Agha: Of course. A high-definition tummy tuck is a procedure I pioneered in 2007. I submitted the technique for publication in the Plastic and Reconstructive Surgery Journal to share it with other surgeons, but it wasn’t accepted. As a result, I trademarked it instead.

The concept behind the high-definition tummy tuck is to create a natural-looking abdomen. In a standard tummy tuck, the skin is completely lifted off the muscle, releasing all the attachments between the skin and the muscle. While this smooths the abdomen, it also eliminates the natural contours and shadows that define a toned abdomen.

We preserve those natural attachments with the high-definition technique, allowing the skin and fatty tissue to maintain their original placement. This preservation creates a natural appearance with defined contours and shadows, giving the abdomen a more athletic and aesthetically pleasing look.

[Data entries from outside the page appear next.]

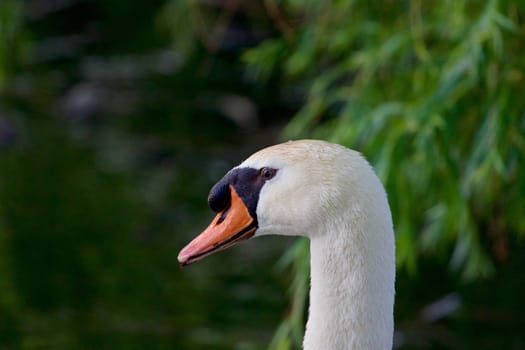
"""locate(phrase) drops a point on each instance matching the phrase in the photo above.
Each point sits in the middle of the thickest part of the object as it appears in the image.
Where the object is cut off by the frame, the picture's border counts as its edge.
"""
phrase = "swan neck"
(352, 290)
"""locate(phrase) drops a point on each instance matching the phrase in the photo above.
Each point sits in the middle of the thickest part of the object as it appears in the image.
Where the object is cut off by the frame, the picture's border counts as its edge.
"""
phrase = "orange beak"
(230, 226)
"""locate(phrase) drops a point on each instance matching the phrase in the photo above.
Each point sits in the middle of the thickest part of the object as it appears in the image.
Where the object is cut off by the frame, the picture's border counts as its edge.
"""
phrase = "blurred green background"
(116, 117)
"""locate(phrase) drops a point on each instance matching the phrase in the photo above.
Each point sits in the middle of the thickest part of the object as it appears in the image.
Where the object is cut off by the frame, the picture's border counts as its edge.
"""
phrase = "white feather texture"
(330, 194)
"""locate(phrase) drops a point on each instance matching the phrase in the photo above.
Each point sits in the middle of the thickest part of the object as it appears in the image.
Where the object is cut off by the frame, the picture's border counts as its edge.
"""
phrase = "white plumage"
(331, 195)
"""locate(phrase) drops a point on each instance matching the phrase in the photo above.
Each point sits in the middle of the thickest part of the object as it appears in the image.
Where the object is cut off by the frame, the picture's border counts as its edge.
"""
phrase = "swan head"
(294, 188)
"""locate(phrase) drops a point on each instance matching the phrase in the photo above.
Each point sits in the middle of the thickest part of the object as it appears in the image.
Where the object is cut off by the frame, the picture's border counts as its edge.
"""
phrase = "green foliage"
(431, 92)
(10, 33)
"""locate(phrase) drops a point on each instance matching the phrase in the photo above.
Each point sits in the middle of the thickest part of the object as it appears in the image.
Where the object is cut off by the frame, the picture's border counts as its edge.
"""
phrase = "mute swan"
(331, 195)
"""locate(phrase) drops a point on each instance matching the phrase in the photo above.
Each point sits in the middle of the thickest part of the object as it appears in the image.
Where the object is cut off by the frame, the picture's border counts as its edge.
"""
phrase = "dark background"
(117, 117)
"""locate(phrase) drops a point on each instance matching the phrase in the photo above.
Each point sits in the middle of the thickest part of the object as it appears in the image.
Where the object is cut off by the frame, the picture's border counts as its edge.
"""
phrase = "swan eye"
(267, 173)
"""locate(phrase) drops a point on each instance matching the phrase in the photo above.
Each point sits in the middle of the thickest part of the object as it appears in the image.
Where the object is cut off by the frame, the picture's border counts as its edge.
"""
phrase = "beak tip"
(183, 258)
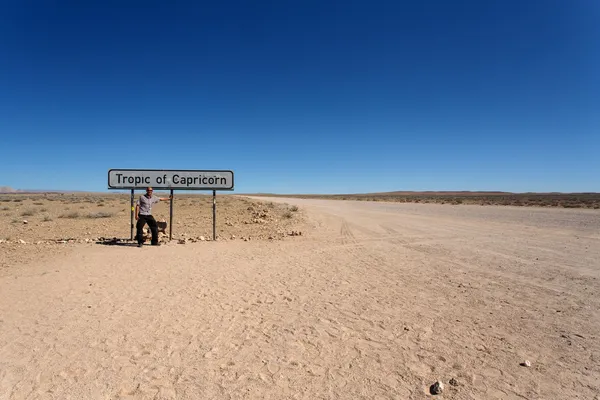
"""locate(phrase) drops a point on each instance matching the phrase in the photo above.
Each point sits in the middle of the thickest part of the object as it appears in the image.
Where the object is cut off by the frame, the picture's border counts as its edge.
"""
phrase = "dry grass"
(563, 200)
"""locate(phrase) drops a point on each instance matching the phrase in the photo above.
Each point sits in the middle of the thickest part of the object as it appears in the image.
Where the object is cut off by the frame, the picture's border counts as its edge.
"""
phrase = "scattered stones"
(526, 363)
(437, 388)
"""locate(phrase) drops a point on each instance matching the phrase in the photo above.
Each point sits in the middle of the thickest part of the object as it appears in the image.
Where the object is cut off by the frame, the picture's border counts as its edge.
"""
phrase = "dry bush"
(71, 215)
(100, 214)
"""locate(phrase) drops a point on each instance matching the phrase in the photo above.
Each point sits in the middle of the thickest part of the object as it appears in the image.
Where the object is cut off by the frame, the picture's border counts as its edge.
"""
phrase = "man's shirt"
(145, 204)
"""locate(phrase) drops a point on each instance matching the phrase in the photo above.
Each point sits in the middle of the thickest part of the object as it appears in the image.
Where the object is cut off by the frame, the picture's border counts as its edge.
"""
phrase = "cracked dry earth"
(375, 301)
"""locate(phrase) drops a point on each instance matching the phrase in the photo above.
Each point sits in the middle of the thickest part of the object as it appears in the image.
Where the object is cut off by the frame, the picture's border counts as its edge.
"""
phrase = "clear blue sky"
(304, 96)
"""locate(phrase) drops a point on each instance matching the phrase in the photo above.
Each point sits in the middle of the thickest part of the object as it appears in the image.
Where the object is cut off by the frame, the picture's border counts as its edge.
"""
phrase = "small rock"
(526, 363)
(437, 388)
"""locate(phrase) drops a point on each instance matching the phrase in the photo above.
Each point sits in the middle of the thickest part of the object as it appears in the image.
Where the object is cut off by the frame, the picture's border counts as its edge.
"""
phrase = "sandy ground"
(375, 301)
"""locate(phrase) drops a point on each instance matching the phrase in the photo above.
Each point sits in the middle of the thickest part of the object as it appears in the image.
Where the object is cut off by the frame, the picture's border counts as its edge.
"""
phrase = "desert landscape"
(298, 299)
(561, 200)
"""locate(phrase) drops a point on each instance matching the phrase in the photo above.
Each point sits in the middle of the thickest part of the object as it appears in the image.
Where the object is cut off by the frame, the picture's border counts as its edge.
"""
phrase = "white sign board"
(170, 179)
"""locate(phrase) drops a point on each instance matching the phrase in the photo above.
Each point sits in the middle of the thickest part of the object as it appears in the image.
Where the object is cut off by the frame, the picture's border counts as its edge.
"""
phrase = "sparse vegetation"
(564, 200)
(71, 215)
(100, 214)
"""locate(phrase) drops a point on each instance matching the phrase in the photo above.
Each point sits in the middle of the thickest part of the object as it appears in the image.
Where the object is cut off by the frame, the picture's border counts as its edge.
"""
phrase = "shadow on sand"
(117, 242)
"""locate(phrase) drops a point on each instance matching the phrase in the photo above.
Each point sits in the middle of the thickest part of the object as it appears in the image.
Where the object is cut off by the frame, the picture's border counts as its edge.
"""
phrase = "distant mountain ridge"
(8, 189)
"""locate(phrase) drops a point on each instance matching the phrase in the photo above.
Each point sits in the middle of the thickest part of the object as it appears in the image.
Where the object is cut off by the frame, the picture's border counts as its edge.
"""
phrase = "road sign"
(170, 179)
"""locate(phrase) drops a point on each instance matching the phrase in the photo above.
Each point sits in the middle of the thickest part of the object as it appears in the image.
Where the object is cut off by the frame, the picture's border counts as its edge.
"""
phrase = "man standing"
(143, 216)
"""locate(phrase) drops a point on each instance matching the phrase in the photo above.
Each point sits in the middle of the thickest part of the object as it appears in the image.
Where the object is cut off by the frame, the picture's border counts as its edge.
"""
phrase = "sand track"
(375, 301)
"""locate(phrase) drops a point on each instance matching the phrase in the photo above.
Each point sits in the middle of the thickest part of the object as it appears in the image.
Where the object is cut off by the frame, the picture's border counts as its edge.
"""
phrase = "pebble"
(437, 388)
(526, 363)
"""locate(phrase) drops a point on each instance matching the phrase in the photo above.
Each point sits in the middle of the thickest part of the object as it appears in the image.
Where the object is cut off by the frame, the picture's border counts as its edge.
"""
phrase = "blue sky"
(304, 96)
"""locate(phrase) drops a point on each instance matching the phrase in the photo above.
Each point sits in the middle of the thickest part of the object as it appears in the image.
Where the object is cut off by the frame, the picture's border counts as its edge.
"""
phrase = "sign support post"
(171, 217)
(165, 179)
(131, 238)
(214, 215)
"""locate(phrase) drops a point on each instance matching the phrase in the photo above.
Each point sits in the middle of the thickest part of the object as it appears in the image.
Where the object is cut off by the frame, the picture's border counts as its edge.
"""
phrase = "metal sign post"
(131, 238)
(171, 217)
(162, 179)
(214, 215)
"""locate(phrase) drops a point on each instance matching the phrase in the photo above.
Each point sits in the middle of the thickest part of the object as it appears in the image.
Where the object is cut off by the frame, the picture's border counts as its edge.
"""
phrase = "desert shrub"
(101, 214)
(71, 215)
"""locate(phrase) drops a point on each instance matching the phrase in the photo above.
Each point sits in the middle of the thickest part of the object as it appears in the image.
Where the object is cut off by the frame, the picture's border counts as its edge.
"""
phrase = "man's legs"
(140, 229)
(153, 228)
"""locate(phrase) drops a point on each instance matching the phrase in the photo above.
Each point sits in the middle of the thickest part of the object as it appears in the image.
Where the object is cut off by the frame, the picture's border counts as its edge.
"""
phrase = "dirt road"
(373, 301)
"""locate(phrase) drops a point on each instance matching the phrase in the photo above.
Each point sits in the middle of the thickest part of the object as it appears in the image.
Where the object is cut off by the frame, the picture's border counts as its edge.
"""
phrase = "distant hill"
(8, 189)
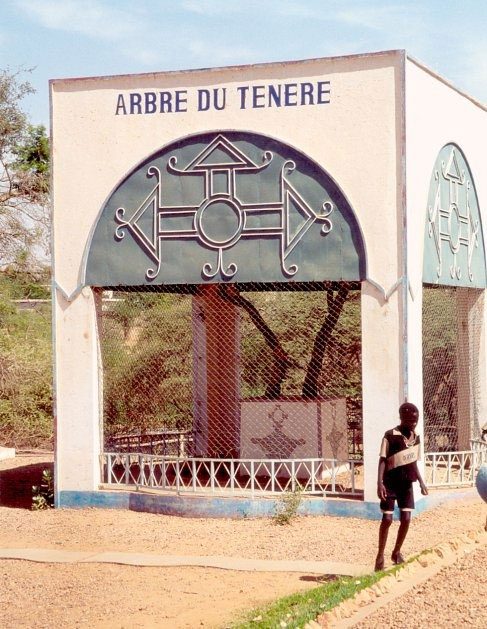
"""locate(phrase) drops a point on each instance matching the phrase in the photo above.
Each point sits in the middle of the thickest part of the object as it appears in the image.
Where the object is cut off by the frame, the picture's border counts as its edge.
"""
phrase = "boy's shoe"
(397, 558)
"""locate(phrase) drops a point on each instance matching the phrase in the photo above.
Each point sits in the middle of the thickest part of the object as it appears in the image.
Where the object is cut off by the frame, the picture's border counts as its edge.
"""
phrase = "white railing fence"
(455, 469)
(329, 477)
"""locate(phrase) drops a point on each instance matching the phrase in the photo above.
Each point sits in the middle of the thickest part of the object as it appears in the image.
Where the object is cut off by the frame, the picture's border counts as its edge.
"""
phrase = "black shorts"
(404, 497)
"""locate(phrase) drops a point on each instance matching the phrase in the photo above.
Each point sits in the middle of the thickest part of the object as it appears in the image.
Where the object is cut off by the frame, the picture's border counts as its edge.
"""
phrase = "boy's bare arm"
(424, 489)
(381, 490)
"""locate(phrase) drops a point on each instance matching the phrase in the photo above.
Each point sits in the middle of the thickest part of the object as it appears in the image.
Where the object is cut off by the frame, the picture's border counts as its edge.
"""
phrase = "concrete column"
(77, 393)
(381, 376)
(221, 321)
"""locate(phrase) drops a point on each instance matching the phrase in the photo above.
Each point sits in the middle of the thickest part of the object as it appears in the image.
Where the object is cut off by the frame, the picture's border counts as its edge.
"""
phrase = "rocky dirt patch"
(47, 595)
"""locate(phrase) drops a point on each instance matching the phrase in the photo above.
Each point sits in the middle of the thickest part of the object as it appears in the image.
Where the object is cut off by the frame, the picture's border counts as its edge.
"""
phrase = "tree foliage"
(24, 179)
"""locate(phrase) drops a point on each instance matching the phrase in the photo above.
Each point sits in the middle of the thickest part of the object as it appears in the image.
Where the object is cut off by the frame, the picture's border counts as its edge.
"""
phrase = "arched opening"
(230, 338)
(454, 281)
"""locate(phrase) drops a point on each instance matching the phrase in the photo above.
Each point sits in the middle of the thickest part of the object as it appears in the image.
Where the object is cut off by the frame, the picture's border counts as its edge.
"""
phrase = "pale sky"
(71, 38)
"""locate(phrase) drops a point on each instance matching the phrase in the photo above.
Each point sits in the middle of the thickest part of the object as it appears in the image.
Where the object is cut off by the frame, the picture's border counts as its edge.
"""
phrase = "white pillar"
(77, 393)
(382, 385)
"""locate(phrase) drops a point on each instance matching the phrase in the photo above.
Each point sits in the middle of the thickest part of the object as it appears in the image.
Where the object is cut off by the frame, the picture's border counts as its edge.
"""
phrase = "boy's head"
(409, 415)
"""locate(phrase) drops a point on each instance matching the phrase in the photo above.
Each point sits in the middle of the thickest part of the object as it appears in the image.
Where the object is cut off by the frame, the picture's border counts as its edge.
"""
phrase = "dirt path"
(46, 595)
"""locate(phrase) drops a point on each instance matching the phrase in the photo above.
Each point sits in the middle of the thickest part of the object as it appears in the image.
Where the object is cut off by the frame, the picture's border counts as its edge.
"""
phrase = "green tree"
(24, 177)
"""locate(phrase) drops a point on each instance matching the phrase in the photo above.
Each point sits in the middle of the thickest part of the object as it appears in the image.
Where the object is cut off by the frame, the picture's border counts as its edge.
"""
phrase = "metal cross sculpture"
(453, 224)
(218, 164)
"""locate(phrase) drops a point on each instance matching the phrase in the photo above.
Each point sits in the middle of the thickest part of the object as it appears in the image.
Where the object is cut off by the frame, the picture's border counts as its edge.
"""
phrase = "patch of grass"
(298, 609)
(287, 506)
(43, 494)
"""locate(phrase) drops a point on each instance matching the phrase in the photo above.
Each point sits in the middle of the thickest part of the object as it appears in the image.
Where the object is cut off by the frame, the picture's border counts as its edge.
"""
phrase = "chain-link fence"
(261, 372)
(452, 320)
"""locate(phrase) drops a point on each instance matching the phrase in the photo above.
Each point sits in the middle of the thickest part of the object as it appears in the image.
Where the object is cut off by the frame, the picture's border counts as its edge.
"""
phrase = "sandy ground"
(47, 595)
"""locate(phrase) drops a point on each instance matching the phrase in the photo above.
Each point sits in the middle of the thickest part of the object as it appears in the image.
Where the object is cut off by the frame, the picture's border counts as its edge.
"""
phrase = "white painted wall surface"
(436, 114)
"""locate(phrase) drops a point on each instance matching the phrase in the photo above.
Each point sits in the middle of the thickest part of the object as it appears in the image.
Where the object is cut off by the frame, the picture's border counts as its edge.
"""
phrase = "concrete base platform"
(212, 506)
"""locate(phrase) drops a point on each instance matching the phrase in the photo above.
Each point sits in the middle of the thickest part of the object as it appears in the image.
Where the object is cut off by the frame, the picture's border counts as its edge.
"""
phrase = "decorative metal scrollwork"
(453, 222)
(221, 218)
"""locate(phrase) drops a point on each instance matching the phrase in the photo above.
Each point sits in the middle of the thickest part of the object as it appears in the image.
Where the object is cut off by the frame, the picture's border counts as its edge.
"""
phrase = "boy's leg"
(387, 508)
(383, 532)
(401, 536)
(405, 501)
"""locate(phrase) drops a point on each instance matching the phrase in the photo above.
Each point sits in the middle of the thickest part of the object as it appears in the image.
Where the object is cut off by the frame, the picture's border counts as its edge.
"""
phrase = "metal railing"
(165, 442)
(455, 469)
(328, 477)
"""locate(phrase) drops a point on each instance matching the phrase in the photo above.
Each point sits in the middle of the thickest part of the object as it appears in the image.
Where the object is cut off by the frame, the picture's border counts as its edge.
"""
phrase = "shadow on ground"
(16, 484)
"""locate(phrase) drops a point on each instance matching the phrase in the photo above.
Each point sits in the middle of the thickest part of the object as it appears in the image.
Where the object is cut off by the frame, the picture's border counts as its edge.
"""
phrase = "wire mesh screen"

Jacobsen: Does the technique maintain the natural structure rather than flatten everything?

Agha: Exactly. By preserving these attachments, we avoid the overly flat, unnatural appearance that sometimes results from traditional tummy tucks. The high-definition tummy tuck delivers a more sculpted, realistic outcome that aligns with the patient’s body shape and aesthetic goals.

Jacobsen: Thank you for the opportunity and your time, Dr. Agha.